Antidepressants

MHRA Guidance Selective serotonin reuptake inhibitors (SSRIs) and serotonin and noradrenaline reuptake inhibitors (SNRIs): use and safety. Published Dec 2014. NICE BNF Drugs: Sertraline, Paroxetine NICE Clinical Guideline [CG192] Antenatal and postnatal mental health: clinical management and service guidance. Last updated: Fed 2020. NICE BNF Treatment summaries Depression. NICE CKS Depression - antenatal and postnatal. Last revised: Nov 2023. NICE CKS Depression. Last revised Feb 2025. NICE BNF Treatment summaries Antidepressant drugs.

Guidelines

A few important aspects that are important and common in exams:

Antidepressants generally take up to 4 weeks of initiation for clinically noticeable improvement.

All patients:
  • Review 2-4 weeks after initiation

Patients 18-25 y/o or those at risk of suicide:
  • Review 1 week after initiation or increasing the dose (due to the initial increased risk of suicidal ideation)
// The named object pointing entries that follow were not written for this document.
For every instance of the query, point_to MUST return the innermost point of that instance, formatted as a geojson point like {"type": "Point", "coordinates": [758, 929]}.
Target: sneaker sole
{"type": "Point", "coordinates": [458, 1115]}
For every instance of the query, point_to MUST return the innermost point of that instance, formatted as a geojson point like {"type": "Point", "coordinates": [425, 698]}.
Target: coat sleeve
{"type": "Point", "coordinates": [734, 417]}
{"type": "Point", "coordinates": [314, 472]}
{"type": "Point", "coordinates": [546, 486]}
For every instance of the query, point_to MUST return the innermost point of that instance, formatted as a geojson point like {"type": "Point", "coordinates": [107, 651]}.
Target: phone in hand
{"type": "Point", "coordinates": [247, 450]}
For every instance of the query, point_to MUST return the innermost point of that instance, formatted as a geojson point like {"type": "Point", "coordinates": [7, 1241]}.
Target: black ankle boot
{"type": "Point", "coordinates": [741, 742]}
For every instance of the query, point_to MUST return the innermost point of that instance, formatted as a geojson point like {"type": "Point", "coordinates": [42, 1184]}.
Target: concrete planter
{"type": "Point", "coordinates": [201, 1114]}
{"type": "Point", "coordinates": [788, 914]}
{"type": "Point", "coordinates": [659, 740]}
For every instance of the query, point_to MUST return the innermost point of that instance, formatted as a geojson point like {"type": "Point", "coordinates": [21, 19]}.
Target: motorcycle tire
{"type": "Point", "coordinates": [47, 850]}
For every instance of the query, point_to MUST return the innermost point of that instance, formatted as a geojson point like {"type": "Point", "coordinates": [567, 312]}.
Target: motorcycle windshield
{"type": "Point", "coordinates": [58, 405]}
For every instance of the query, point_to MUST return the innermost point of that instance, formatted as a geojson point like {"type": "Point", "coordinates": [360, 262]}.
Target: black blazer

Only consider stopping after remission:
  • Continue for at least 6 months after remission (same dose) (~12 months in elderly)
  • If antidepressants used for generalised anxiety disorder → continue at least 12 months (as likelihood of relapse is high)


The dose should preferably be reduced gradually over 4 weeks, or longer if withdrawal symptoms emerge (6 months in patients who have been on long-term maintenance treatment).

Important adverse effects:
  • Increase risk of suicidal ideation in early weeks of treatment
  • Risk of withdrawal symptoms if abruptly stop / miss dose / do not take a full dose (may occur within 5 days)
    • Paroxetine and venlafaxine has the highest risk
  • Hyponatraemia (especially SSRIs)

  Most antidepressants can be switched directly (i.e. no overlap or drug-free period), with 2 notable exceptions:
  • Switching fluoxetine into SSRI / TCA / venlafaxine:
    • First taper fluoxetine dose slowly
    • Then, 4-7 days of drug-free period
    • Lastly, start the new drug at low dose and titrate up
 
  • Switching from SSRI into TCA, use cross-tapering:
    • First taper SSRI dose slowly
    • Then, at the same start and increase low-dose TCA 

SSRIs and SNRIs can cross the placenta and have potential effect on the fetus.

Choice of antidepressant in pregnancy: SSRIs (as it has the most pregnancy safety data)
  • If patient plans to breastfeed, sertraline and paroxetine might be preferred
  • If patient is already stable on current treatment, that is not SSRI, risk of destabilisation must be taken into account.

Recognised risk outlined by MHRA and NICE CKS:
  • Persistent pulmonary hypertension in the newborn (PPHN)
  • Neonatal withdrawal and serotonergic effects 
  • Postpartum haemorrhage (if used in the month before delivery)
  • Some studies show an association between SSRI use in pregnancy and an increased risk of miscarriage

 

No antidepressant has been proven to cause birth defects. NICE CKS says although some have been associated with a specific increased risk of adverse pregnancy outcomes, the absolute risk of fetal harm is low.

Sertraline and paroxetine are generally the SSRIs of choice for treatment initiated in breastfeeding women.